Romain Troublé has a double education with a Master 2 in molecular biology at Sorbonne University and a Master at HEC & Telecom Paris. He has also been a professional racer at the highest level with, notably, two participations in the America's Cup for French challenges in 2000 and 2003 in Auckland, NZ.
From 2003 to 2006, he worked for a company specializing in polar logistics in the Arctic, Antarctic, and Siberia for sports and scientific expeditions to the poles as well as discoveries of frozen mammoths in the permafrost.
Chris Bowler
Dr. Chris Bowler is Director of Research at CNRS and is Director of the Ecology and Evolutionary Biology Section of the Institut de Biologie de l’Ecole Normale Supérieure in Paris. He completed his PhD at the University of Ghent in Belgium, followed by postdoctoral studies at Rockefeller University in New York. In 1994 he established his own research group working on signaling in higher plants and marine diatoms at the Stazione Zoologica in Naples, Italy, and in 2002, he took up his current position in Paris. He is EMBO member since 1995, a recipient of the CNRS Silver Medal in 2010, an ERC Advanced Award in 2012, and the Louis D Foundation Grand Prix Scientifique from the Institut de France in 2015.
His major research interest is in understanding the response of plants and marine diatoms to environmental signals. In marine diatoms, he established molecular tools to assess gene function, and he has played a major role in coordinating the whole genome sequencing of several species. Using functional genomics, he has revealed the cellular response of diatoms to nutrients such as iron and nitrogen, to different wavelengths of light, and to allelopathic infochemicals. He is one of the scientific coordinators of the Tara Oceans project.
Matthew Sullivan
Dr.
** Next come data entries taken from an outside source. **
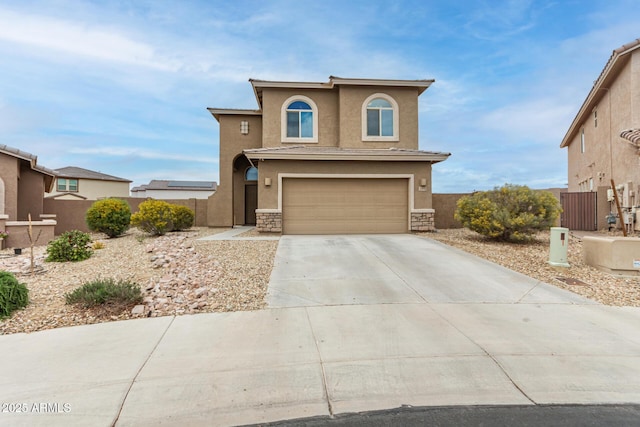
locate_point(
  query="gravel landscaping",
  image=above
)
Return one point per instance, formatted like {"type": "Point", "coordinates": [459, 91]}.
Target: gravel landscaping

Matthew B. Sullivan is a professor of microbiology and Director of the Center of Microbiome Science at Ohio State University. Dr. Sullivan's research focus is on the co-evolution of microbe and virus (phage) in environmental populations, as well as the impact of marine phages on microbe-mediated global biogeochemistry. Genomics and model-systems-based experimentation revealed that cyanobacterial phages often contain host photosynthesis genes, which are expressed during infection and act as a diversity generator for their numerically-dominant, globally-distributed photosynthetic hosts. Using a genomic and metagenomic toolkit, we query 'wild' viral populations to identify important hypotheses that can be evaluated using model-system approaches with appropriate phage isolates.
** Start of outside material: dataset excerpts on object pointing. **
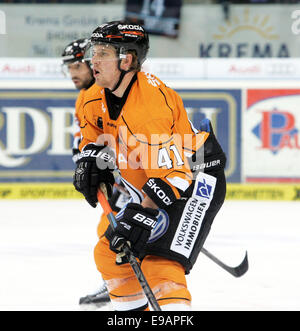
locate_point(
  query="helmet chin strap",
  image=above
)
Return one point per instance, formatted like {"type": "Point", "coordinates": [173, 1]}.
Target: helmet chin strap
{"type": "Point", "coordinates": [122, 75]}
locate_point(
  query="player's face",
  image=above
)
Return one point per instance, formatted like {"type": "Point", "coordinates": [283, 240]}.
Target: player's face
{"type": "Point", "coordinates": [105, 65]}
{"type": "Point", "coordinates": [80, 74]}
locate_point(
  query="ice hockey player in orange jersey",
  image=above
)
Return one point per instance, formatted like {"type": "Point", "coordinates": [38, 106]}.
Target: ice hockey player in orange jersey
{"type": "Point", "coordinates": [173, 172]}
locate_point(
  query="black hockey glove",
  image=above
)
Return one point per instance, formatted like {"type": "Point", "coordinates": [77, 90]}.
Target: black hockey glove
{"type": "Point", "coordinates": [134, 227]}
{"type": "Point", "coordinates": [95, 166]}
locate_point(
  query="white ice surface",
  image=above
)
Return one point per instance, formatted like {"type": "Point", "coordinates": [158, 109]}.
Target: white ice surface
{"type": "Point", "coordinates": [46, 256]}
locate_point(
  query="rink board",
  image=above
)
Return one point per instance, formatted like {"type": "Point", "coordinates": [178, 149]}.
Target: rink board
{"type": "Point", "coordinates": [11, 191]}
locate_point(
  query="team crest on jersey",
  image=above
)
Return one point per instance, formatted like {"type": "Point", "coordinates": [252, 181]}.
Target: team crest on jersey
{"type": "Point", "coordinates": [161, 227]}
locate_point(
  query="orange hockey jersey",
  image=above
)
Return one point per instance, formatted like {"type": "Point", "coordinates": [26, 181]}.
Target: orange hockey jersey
{"type": "Point", "coordinates": [152, 135]}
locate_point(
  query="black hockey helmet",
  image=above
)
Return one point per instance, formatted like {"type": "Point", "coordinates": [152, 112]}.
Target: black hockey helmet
{"type": "Point", "coordinates": [124, 36]}
{"type": "Point", "coordinates": [74, 52]}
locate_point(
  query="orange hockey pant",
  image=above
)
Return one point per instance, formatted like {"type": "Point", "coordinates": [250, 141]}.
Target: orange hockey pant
{"type": "Point", "coordinates": [165, 277]}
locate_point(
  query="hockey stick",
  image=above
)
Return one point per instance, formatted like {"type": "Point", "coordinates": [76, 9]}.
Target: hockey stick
{"type": "Point", "coordinates": [131, 258]}
{"type": "Point", "coordinates": [237, 271]}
The Sullivan lab is also developing single-cell assays to investigate questions that are critical for modeling and predicting the impacts of phage-host interactions in the wild. Specifically, these include gaining an understanding of the in situ host range of phage isolates, the metabolic capacity of to-date uncultured phage-host systems, the impacts of host growth status on phage production, and the fraction of microbial cells that are infected in wild populations.